The Supernumerary Executive

Conservatives who think about constitutional and legal issues, the administrative state, and the executive branch have argued for many years now for the importance of the so-called “unitary executive” model of the presidency.

.. And conservatives therefore tend to recoil from the notion that the broader executive branch has its own distinct prerogatives and exists apart from the president as a kind of administrative state onto itself.

But when you talk to senior officials in this administration about their work, and when you listen to the ways they talk about it with journalists and activists, it’s hard to avoid the conclusion that what we are seeing in the Trump era so far is the emergence of something like the inverse of the unitary executive. 
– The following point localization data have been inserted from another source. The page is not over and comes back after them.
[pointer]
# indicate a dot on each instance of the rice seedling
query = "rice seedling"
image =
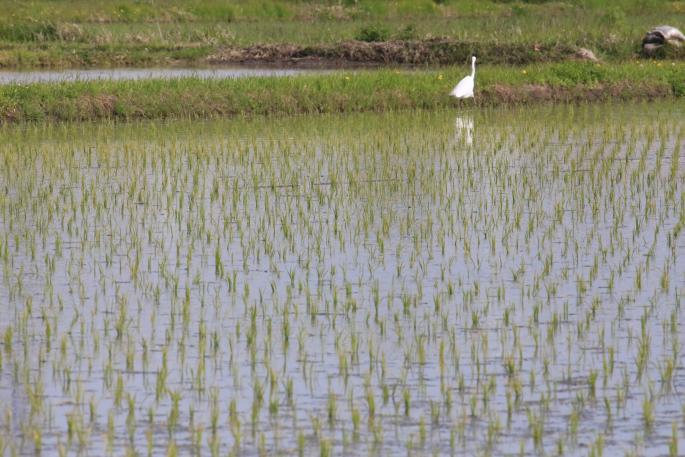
(359, 284)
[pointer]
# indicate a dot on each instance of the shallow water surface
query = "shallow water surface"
(21, 77)
(495, 282)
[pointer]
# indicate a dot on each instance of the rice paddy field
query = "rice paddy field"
(500, 281)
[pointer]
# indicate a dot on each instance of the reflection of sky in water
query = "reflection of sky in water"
(14, 77)
(377, 247)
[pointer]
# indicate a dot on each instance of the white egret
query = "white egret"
(465, 87)
(659, 36)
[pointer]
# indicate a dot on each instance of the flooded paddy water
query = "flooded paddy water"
(502, 281)
(116, 74)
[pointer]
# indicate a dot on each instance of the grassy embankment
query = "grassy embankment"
(97, 33)
(377, 90)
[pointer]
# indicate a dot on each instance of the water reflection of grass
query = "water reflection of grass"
(346, 284)
(98, 33)
(378, 90)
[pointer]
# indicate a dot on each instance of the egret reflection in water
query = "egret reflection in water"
(463, 130)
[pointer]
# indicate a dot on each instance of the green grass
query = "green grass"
(86, 34)
(377, 90)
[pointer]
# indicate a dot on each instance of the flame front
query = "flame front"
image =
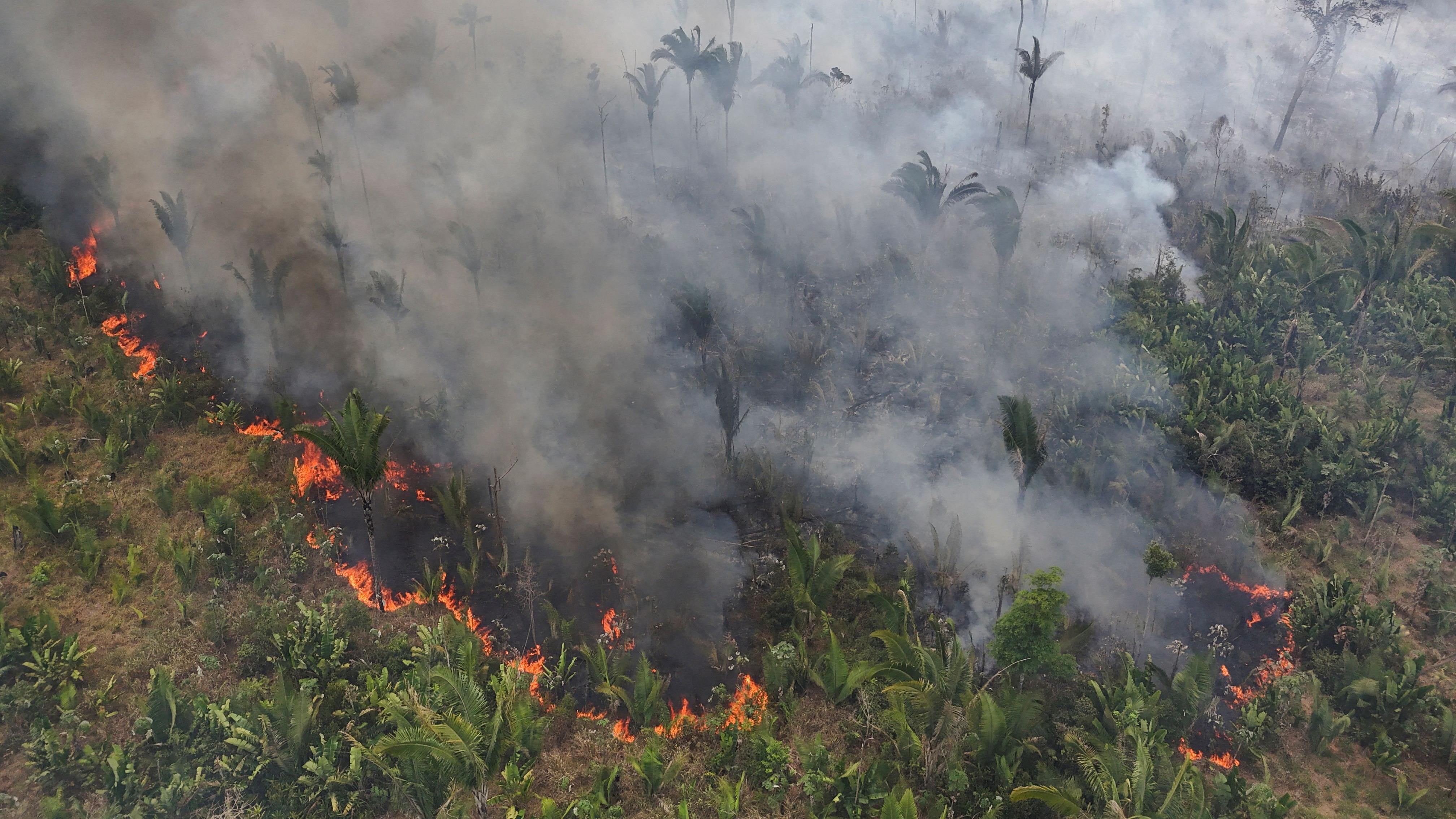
(83, 259)
(749, 706)
(146, 355)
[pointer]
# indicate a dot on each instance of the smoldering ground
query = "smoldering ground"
(494, 241)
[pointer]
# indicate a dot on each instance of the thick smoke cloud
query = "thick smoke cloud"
(870, 346)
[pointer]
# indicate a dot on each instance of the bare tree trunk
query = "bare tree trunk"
(1294, 101)
(373, 556)
(1289, 113)
(1031, 98)
(1018, 37)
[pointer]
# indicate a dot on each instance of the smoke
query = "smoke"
(868, 346)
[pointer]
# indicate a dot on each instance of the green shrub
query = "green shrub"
(200, 492)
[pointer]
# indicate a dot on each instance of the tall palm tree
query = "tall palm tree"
(1002, 216)
(347, 97)
(1387, 85)
(388, 295)
(650, 91)
(756, 229)
(1034, 66)
(334, 238)
(471, 17)
(1024, 441)
(788, 76)
(922, 187)
(723, 78)
(1331, 21)
(177, 225)
(353, 441)
(100, 174)
(290, 82)
(686, 53)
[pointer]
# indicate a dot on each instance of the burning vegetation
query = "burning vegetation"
(785, 467)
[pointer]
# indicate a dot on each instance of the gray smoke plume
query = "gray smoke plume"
(510, 235)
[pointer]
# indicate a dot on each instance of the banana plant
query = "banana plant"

.. Today, the people who occupy executive-branch positions (in the White House and in other agencies) are all trying to administer the government as if there were a president in office directing their work in the ways presidents generally do, even as they know that isn’t quite the case. And when people raise concerns with them about something the president has said, they respond by offering calming assurances that there is a body of people governing precisely not as extensions of the president. They say “the system is working,” and they mean we have a functional administration most of the time despite what’s going on at the top

.. The national security team calms foreign and domestic worries by pointing to the layered infrastructure of decisionmaking they have tried to set up. Social and fiscal conservatives on the inside calm those on the outside by pointing to the work being done by various appointees. When the most populist and nationalist of Trump’s supporters become worried that he might be abandoning them to make deals with swamp dwellers they are reassured by like-minded people very close to the president that he will soon enough move on and let them work. These various calming voices are of course in some tension with one another, but they are in agreement that at this point what the administration does is not connected to what the president says in the usual way.

.. But once in a while—through Twitter or an interview—we get a glimpse of Trump himself that has the feel of a fleeting glance into the dark, swirling maw of a shrieking brute, angry and in pain, and kept out of view by careful machinations. 

.. But the idea that there is much more to the executive than the president is a form of a problem with the administrative state that conservatives normally, and rightly, worry about.

.. Like the importance of character in leadership, this longstanding conservative concern is a subject many on the Right will probably feel is better avoided or dismissed while this particular president is in office. But as with the character question, it sure seems like there will be a price to pay in time.